There's a lot of back-story to the story of East Village. It's the kind of back-story that has granted a near-mythic status to the British act. Coming up (and famously breaking up on stage) in the peak years of what we conveniently label the C86 era, East Village merged an admirably backwards-looking set of inspirations with a DIY attitude wholly of the Eighties. The band recorded EP's and an album (posthumously released on Heavenly), but it's the group's singles that remain the charming remnants of an impossibly perfect age for U.K. indie. Released this Friday on the fab Slumberland Records, Hotrod Hotel provides proof of just how great East Village were, and how criminally-underappreciated they remain. For now.

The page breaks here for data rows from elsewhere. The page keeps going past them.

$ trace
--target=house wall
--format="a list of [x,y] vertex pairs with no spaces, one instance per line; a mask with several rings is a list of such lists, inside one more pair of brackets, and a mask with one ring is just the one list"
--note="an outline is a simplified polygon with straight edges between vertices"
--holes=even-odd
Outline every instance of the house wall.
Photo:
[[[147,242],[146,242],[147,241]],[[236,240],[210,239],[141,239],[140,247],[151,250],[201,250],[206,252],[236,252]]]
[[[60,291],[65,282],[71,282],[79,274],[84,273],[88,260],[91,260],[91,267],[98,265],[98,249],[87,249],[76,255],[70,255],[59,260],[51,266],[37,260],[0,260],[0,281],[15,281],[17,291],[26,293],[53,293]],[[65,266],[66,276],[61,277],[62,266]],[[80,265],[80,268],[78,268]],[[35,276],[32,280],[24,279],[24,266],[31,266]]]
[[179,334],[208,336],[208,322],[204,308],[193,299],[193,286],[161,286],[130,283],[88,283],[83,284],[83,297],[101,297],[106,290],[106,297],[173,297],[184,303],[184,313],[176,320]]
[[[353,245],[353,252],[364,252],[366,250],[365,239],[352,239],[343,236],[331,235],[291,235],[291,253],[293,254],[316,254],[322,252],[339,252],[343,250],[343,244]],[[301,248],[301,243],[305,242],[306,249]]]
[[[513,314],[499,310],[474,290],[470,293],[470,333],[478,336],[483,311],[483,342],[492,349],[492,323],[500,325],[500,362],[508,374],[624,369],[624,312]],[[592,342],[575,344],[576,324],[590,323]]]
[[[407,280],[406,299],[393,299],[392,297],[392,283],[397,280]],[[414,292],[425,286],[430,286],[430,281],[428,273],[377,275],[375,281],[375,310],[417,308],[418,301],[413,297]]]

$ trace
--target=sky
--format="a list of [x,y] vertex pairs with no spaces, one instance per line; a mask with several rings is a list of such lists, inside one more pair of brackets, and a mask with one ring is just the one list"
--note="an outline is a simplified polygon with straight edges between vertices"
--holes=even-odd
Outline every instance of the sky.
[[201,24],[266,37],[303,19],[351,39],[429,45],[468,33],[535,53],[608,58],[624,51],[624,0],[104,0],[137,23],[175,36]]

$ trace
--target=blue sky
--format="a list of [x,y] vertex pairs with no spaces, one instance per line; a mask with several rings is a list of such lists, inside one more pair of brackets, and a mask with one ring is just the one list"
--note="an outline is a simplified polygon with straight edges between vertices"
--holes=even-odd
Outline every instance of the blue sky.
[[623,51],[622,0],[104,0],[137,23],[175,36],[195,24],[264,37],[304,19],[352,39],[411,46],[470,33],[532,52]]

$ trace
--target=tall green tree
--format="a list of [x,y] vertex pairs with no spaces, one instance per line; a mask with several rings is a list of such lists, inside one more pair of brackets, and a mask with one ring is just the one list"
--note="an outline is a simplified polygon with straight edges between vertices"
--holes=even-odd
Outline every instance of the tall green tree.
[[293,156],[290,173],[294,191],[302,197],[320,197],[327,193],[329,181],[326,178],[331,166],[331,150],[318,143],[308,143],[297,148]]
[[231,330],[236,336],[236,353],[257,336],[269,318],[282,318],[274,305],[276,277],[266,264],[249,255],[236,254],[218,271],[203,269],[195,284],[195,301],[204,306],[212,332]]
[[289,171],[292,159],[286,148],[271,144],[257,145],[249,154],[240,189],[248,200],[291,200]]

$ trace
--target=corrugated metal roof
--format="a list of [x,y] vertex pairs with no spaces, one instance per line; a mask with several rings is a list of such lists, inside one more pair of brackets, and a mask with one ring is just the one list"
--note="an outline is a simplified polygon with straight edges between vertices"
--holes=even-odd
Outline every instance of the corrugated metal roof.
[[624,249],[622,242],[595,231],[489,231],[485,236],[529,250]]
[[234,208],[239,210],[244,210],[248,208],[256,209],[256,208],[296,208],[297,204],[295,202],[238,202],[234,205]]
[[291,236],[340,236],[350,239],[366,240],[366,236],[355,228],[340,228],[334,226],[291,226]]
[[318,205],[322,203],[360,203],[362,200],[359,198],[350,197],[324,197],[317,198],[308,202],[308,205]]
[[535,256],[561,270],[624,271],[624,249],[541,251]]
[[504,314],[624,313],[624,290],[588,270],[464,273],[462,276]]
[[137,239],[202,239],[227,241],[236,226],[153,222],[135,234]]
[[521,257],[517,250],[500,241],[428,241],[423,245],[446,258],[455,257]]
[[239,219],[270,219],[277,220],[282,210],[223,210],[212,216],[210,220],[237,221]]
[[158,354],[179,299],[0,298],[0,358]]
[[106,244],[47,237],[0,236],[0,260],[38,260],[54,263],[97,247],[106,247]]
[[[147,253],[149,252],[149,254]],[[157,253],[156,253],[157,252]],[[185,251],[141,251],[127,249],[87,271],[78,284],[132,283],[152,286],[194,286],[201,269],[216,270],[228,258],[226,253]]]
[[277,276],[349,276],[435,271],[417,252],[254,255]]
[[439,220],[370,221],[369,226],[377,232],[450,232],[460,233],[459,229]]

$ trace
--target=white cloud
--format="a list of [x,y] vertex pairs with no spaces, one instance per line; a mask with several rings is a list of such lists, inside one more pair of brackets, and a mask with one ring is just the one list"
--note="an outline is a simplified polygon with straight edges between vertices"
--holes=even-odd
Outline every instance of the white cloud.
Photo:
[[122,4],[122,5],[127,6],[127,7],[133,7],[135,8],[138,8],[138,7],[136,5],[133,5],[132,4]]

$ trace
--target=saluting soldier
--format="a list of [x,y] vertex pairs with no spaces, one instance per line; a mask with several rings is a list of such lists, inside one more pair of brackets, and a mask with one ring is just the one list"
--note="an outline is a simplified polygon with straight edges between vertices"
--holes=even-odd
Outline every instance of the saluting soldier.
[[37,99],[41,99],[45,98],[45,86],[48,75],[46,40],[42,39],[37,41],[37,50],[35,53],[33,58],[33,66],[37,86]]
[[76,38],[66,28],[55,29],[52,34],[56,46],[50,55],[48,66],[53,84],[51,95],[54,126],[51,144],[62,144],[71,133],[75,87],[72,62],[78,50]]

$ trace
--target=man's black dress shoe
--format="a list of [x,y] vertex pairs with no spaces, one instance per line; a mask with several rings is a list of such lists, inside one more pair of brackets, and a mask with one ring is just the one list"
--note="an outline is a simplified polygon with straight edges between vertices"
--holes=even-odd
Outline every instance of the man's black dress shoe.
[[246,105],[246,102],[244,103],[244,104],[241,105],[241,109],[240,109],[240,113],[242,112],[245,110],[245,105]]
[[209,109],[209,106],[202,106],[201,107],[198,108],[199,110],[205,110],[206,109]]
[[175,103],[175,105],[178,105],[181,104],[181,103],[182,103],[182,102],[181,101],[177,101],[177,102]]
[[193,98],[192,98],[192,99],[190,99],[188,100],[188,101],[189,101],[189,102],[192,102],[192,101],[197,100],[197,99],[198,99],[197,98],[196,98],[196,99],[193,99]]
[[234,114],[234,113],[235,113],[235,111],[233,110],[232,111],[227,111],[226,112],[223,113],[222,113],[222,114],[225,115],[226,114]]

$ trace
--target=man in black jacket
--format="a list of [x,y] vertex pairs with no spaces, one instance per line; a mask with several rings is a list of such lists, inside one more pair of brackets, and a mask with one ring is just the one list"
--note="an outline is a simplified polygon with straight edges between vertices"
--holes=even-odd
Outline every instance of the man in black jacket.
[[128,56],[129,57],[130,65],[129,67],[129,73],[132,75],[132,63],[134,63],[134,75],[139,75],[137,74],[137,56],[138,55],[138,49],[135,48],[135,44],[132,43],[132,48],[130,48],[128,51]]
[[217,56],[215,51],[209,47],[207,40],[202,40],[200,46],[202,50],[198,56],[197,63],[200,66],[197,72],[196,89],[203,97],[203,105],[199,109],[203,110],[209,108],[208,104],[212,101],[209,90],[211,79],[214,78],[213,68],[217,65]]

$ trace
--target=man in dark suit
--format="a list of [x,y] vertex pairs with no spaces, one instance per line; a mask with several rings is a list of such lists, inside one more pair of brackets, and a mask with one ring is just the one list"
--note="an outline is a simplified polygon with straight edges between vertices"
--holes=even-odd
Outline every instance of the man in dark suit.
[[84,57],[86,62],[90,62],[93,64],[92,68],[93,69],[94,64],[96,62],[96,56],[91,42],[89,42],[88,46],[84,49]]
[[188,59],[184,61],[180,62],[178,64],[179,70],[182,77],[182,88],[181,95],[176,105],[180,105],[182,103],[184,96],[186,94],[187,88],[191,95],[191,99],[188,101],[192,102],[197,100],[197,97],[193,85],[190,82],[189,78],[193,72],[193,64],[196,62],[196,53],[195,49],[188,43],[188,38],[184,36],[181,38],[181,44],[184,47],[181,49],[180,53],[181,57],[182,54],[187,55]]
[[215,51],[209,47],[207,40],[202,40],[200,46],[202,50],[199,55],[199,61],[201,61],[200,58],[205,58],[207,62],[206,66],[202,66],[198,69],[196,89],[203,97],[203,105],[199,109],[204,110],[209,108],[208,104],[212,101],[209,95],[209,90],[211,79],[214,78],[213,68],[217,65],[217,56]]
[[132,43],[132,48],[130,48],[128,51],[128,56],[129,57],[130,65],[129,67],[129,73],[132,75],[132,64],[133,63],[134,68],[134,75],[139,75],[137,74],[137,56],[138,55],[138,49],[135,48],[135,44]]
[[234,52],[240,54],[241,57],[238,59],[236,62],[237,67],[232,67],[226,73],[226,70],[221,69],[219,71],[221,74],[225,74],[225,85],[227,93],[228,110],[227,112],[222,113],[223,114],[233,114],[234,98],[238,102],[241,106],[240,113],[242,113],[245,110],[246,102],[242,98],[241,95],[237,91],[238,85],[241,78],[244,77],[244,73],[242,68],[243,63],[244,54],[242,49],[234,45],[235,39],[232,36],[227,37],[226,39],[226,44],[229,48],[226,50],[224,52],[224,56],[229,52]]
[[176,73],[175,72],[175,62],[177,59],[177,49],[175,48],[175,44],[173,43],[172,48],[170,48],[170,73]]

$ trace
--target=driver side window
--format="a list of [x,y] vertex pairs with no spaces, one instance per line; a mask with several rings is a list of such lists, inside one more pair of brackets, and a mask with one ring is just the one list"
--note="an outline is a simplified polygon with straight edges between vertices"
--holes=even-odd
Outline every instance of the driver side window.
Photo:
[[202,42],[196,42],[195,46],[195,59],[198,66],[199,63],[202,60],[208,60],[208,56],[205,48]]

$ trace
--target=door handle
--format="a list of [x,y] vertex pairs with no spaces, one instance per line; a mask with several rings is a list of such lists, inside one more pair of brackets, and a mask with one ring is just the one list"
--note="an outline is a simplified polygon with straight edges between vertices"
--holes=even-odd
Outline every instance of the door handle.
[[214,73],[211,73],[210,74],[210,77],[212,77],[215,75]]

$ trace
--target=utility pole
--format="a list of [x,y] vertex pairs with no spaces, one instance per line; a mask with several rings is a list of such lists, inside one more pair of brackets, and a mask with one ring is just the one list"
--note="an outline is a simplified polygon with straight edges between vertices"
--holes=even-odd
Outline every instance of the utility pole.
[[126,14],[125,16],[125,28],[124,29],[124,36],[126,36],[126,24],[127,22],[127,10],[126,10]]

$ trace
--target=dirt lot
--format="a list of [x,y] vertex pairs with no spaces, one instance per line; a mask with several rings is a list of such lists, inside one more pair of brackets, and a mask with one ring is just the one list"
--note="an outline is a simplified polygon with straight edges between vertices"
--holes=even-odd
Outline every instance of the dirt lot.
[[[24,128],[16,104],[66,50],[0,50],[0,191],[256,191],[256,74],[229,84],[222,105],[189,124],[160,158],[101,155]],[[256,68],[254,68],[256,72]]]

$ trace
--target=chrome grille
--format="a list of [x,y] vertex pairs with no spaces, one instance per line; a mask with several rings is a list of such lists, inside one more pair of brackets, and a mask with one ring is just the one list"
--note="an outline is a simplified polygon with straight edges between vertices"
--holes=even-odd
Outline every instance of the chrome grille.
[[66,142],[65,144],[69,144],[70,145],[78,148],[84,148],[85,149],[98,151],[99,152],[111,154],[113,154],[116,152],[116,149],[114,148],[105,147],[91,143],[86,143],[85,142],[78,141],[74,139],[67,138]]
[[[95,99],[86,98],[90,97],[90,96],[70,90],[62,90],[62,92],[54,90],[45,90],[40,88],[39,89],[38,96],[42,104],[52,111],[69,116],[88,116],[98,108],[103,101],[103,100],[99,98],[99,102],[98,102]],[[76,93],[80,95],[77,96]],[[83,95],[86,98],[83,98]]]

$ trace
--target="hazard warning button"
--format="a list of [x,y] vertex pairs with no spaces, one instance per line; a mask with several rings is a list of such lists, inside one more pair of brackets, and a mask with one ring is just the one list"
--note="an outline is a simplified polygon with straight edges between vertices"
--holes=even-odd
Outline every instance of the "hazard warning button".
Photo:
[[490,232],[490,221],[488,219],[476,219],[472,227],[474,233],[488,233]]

"Her Father's Son" is languid and thoughtful, but other numbers here, like the god-like "Strawberry Window", reveal material that's every bit as good as anything from the late Eighties scene in the United Kingdom. "Break Your Neck" recalls early Primal Scream somewhat, while "Back Between Places" chimes gloriously. Sure, there's a hint of late Felt about this, but East Village seemed more interested in writing pop music, even if it was pop as defined by those who read NME and Melody Maker religiously. Smart, but not clever for clever's sake, this stuff is all uniformly excellent. And the tunes of East Village, unlike those of some peers from those years, have been relatively hard to find, so they retain the whiff of freshness about them. In that sense, something like "Cubans in the Bluefields" feels utterly new, even if you think you heard it on a compilation at some point ages ago. Souvenirs of the best era of British indie as far as I'm concerned, every number on Hotrod Hotel feels like a little masterpiece.
Hotrod Hotel is out on Slumberland Records on Friday.